KIS vs Action Man – a tragic love story

In the high flying world of Big Business there are competing management styles. The 2 that are currently in my mind at present due to a Project I was recently working on, are the Keep It Simple ideology and the Action Man Principal. Both have their proponents and both have examples of successful outcomes but in both techniques they rely on particular character types to be able to be successfully carried through.

Let’s start with the AMP style. This system has the positive of the Project Leader focussing all their efforts on a successful outcome but is accompanied by the requirement that the individual should have a solid grasp of the desired final target. The risk, of course, is that if such a Manager is running a bit short on knowledge, they generally try to cover the shortfall by being seen to be doing something.

Think kneejerk reaction.

Think endless meetings of the Groundhog Day variety.

Think lots of verbal but very little written (hence quotable) directives.

Meanwhile, over at the KIS methodology, the Leader generally relies on the experience of the Team members and is there basically to give overall direction. It is quite acceptable to manage other business when you have the right folk in place. You rely on the team and don’t have to bother with the fine details. The trick here, is to have the right folk in the right jobs and the ability to be able to tell the difference.

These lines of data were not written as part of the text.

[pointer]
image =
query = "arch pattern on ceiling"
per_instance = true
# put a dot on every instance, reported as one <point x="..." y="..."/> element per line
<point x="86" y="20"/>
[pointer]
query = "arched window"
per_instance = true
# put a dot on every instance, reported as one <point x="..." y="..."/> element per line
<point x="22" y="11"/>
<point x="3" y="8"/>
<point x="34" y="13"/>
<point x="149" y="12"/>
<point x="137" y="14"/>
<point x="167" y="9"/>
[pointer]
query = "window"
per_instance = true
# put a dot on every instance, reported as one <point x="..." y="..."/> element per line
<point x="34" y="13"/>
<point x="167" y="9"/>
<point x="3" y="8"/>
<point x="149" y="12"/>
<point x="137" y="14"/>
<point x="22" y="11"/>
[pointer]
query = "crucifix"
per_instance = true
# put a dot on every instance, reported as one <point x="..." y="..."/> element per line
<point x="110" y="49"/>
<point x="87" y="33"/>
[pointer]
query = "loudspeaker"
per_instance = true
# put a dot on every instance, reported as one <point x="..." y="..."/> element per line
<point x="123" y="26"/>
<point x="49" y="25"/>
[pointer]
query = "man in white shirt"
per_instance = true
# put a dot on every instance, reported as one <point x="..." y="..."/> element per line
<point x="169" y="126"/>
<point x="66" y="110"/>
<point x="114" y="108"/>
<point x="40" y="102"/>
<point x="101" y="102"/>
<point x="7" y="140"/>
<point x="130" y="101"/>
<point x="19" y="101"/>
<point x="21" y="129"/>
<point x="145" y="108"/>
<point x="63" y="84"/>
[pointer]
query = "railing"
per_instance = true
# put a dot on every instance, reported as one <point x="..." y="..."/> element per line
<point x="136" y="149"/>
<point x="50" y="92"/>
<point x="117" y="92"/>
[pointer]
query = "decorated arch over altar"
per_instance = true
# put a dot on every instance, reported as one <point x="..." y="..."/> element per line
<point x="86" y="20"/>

A natural result of the KIS technique is to understand that complexity leads to higher risks. Loading up the client with a lot of changes is inclined to sour their experience and when you add software tricks into the mix there is always the chance that one technical feature will automatically stress, if not break, some other technical feature.

Feeling nervous yet?

I have just ended my involvement on a Project that sadly was mired in the AMP format when it most rightfully should have been following the KIS process. To further queer the deal, the contract targets changed frequently and on a couple of occasions every couple of hours. One very memorable occasion involved a change within a sentence which has to be some sort of benchmark but not one trainee managers should aspire to.

Of course the AMP method is a high stress process that destroys rather than bonds the Team and eventually it devolves into everyone covering their backside as their primary aim. The project still ranks of course, just not as highly.

Apparently this style of management was favoured in the States some years ago in the mistaken idea that you get “the best out of your employees”. These days it has been recognised as having a very short term benefit and a real cost in employee satisfaction and longevity.

Of course, here in Oz we like to travel a couple of years behind the US without looking at why particular techniques fall from grace. So we have to go through the long and painful learning process rather than learn from others mistakes. Hey. I have never claimed we are smarter at business than the Yanks.

Sadly the dream is over. The stresses involved in what should have been a straight forward project have taken their toll and I’m back refereeing LaserTag just minutes from home instead of having a 3 and a half hour commute back and forth to Melbourne each week.

Damn, it was fun solving and pre-empting problems,  but in the final wash up, treatment of my staff and the unnecessary complication on a regular basis was too much for the old bod, and health issues took control.

In the end the Project will end beyond it’s target date, the user experience will be more stressful than necessary and shareholder worth will be somewhat diminished, but they will get there. The users will enjoy their new environment and software tools and the business will finally be running unhindered.

But it could have been easier, quicker and a whole lot cheaper and left a lot less collateral damage.


4 thoughts on “KIS vs Action Man – a tragic love story

  1. I feel your pain, Pete. The last few years of my working life were in IT which was also the most satisfying years of my working life. That was all thrown down the gurgler when amalgamations took place and politics determined outcomes. That was when I took redundancy.

    The introduction of new computer systems usually suffers because of the computer illiteracy of managers. Which is frustrating because as we have both found, IT can be a most satisfying occupation, and also a most frustrating one. Too often it becomes the latter.

    Here’s to a more satisfying and rewarding 2012.

    1. It’s a bitch, no doubt.

      If only these chaps could take a step back and have a good hard think. It’s odd because they should be able to relate to being the customer.

  2. I am sorry you got so much grief from this job Pete, especially as you had to commute such a long distance each week.

    I have never been a team player and spat the dummy 30 odd years ago after too much management/bureaucratic interference with my work so I could work for myself. The money’s crap but the peace of mind is worth it.

    Hope everything falls into place for you as it inevitably will.

    1. The weird part was the flare up with my colitis was completely unexpected. I thought I was living the dream.

      But when the arrival of even an email sent me rushing to the Outhouse then the body has taken over.

      As a logistical exercise in both getting myself organised and keeping the Team ahead of our responsibilities, it was terrific fun.